I had fun with this one. The mosaic pins are 5/16 brass tubing, 1/4" square aluminum tubing with brass, copper and steel rod stock. The woods are stabilized spalted maple burl, quilted sapele and figured Honduran rosewood. Nickel silver sheet stock for the spacers. Needed better lighting for good photos. The sapele is very chatoyant.

Reactions: Like 4 | EyeCandy! 8 | Way Cool 4


----------



## jasonb (Oct 26, 2019)

2nd pic really shows off the handle. Beautifully done! Love the material combination and the grooves.


----------



## Rocking RP (Oct 26, 2019)

Beautiful


----------



## Strider (Dec 2, 2019)

Have you tried using it? Gorgeous wood; sapelle might be my favorite!


----------



## Steve Smith (Dec 2, 2019)

@Strider haven't used it and don't intend to.


----------



## Strider (Dec 2, 2019)

I see.

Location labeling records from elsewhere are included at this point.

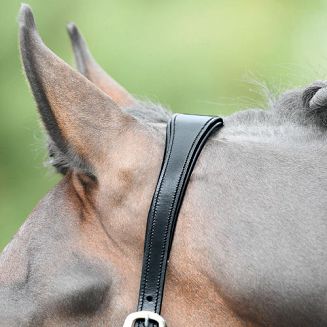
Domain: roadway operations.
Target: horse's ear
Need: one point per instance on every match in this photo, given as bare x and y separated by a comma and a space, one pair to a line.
82, 122
87, 66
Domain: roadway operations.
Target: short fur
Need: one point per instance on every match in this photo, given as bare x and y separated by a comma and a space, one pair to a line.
250, 247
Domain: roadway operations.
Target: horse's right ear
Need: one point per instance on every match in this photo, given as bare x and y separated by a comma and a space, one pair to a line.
83, 123
87, 66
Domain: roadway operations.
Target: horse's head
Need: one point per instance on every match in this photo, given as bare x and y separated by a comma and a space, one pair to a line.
77, 259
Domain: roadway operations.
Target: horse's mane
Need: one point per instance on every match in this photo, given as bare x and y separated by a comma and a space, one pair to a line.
298, 114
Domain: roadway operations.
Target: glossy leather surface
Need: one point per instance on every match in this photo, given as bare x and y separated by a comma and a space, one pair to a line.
186, 136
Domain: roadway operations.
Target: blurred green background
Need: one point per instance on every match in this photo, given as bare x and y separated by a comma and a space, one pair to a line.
193, 56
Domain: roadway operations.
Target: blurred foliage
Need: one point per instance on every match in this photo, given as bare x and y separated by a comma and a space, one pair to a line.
193, 56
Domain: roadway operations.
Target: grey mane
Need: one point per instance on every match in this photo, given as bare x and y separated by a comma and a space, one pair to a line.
298, 115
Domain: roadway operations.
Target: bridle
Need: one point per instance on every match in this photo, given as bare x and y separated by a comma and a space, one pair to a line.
185, 138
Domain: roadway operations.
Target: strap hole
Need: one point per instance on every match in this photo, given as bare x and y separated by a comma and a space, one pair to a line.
149, 298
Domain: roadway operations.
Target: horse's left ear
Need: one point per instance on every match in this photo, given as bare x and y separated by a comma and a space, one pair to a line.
83, 123
87, 66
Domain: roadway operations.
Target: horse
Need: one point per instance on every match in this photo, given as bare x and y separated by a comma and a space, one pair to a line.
250, 246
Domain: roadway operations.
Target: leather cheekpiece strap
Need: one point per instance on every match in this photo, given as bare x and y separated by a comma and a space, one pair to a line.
186, 136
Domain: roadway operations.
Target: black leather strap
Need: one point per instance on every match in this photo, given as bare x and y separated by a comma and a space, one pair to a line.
186, 136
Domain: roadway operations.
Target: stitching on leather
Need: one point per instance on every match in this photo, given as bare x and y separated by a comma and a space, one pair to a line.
157, 201
171, 208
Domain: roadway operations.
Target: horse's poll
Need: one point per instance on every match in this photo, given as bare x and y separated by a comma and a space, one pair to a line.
185, 138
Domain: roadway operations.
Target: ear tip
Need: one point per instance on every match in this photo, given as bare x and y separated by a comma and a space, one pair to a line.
26, 18
73, 31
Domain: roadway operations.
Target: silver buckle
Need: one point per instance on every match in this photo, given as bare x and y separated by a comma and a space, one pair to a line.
147, 316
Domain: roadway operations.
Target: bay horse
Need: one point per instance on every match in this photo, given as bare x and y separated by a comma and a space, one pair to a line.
251, 242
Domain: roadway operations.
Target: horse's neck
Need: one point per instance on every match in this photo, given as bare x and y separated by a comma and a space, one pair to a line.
257, 210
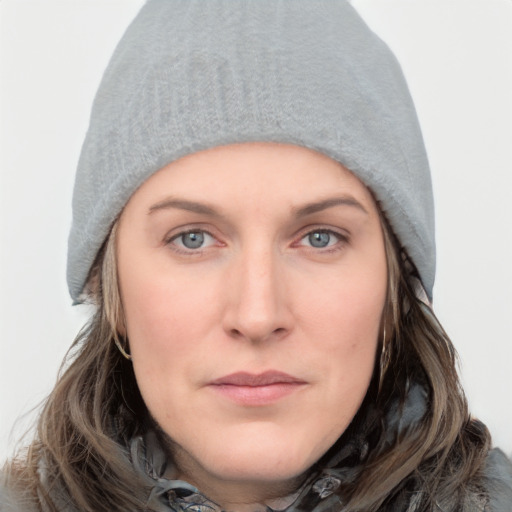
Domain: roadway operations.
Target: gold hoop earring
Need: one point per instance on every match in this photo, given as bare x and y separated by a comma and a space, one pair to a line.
385, 358
121, 349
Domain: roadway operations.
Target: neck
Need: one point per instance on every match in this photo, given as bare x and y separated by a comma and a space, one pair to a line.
237, 495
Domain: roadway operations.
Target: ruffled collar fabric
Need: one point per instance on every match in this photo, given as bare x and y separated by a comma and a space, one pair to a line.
318, 493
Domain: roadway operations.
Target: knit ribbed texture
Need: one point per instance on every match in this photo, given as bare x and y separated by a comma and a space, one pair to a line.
192, 74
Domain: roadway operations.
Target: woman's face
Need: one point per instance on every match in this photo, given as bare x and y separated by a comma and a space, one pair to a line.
253, 279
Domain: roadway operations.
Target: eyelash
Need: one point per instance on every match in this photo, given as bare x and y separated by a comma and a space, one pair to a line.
342, 240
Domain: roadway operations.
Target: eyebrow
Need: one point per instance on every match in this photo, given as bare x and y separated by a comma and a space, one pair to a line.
319, 206
303, 211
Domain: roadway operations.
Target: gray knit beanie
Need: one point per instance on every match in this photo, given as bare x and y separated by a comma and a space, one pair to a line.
192, 74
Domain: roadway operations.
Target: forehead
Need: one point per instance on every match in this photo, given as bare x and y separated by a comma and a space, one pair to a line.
253, 173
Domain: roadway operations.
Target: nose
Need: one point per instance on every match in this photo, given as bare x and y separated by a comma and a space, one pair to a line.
258, 307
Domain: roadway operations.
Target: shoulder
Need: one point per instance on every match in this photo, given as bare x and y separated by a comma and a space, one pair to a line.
498, 481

Planning on making a sheath for it? That would be a cool project :)


----------



## Steve Smith (Dec 2, 2019)

@Strider That's a skill I have no interest in acquiring.


----------



## Steve Smith (Dec 24, 2019)

Made a stand for it. It will go to my oldest boy as he likes cool knives that have no real purpose.

Reactions: Like 1 | EyeCandy! 3 | Way Cool 4


----------



## Nature Man (Dec 24, 2019)

Mind-blowing beauty in knives! Stand is a great idea to display the magnificence of the knife! Chuck


----------



## Maverick (Dec 24, 2019)

Beautifully done. Can you adopt me? I like cool knives also and that is one cool knife!!


----------



## Rocking RP (Dec 24, 2019)

Absolutely beautiful


----------



## TXMoon (Dec 24, 2019)

That's beautiful.


----------



## TimR (Dec 24, 2019)

Shhhwwwweeeet!!


----------



## Mike1950 (Dec 25, 2019)

Very nice- Those Pins are a work of art in themselves


----------



## Steve Smith (Dec 25, 2019)

@Mike1950 Thanks. I bought lots of stock from Hobby Lobby and from another modeling hobby store here and at first had a different idea of what I wanted the pins to look like, but the geometry didn't work so I played around with various shapes and materials and sizes and ended up with those. The outer tube is 5/16 diameter so it's a fairly hefty pin. I used brass, copper and steel rod and aluminum square tubing.

Reactions: Like 1 | Informative 1


----------



## ripjack13 (Dec 25, 2019)

That stand is super beautiful. But the knife, well, thats hott....


----------



## SubVet10 (Jan 11, 2020)

Incredible attention to detail.


----------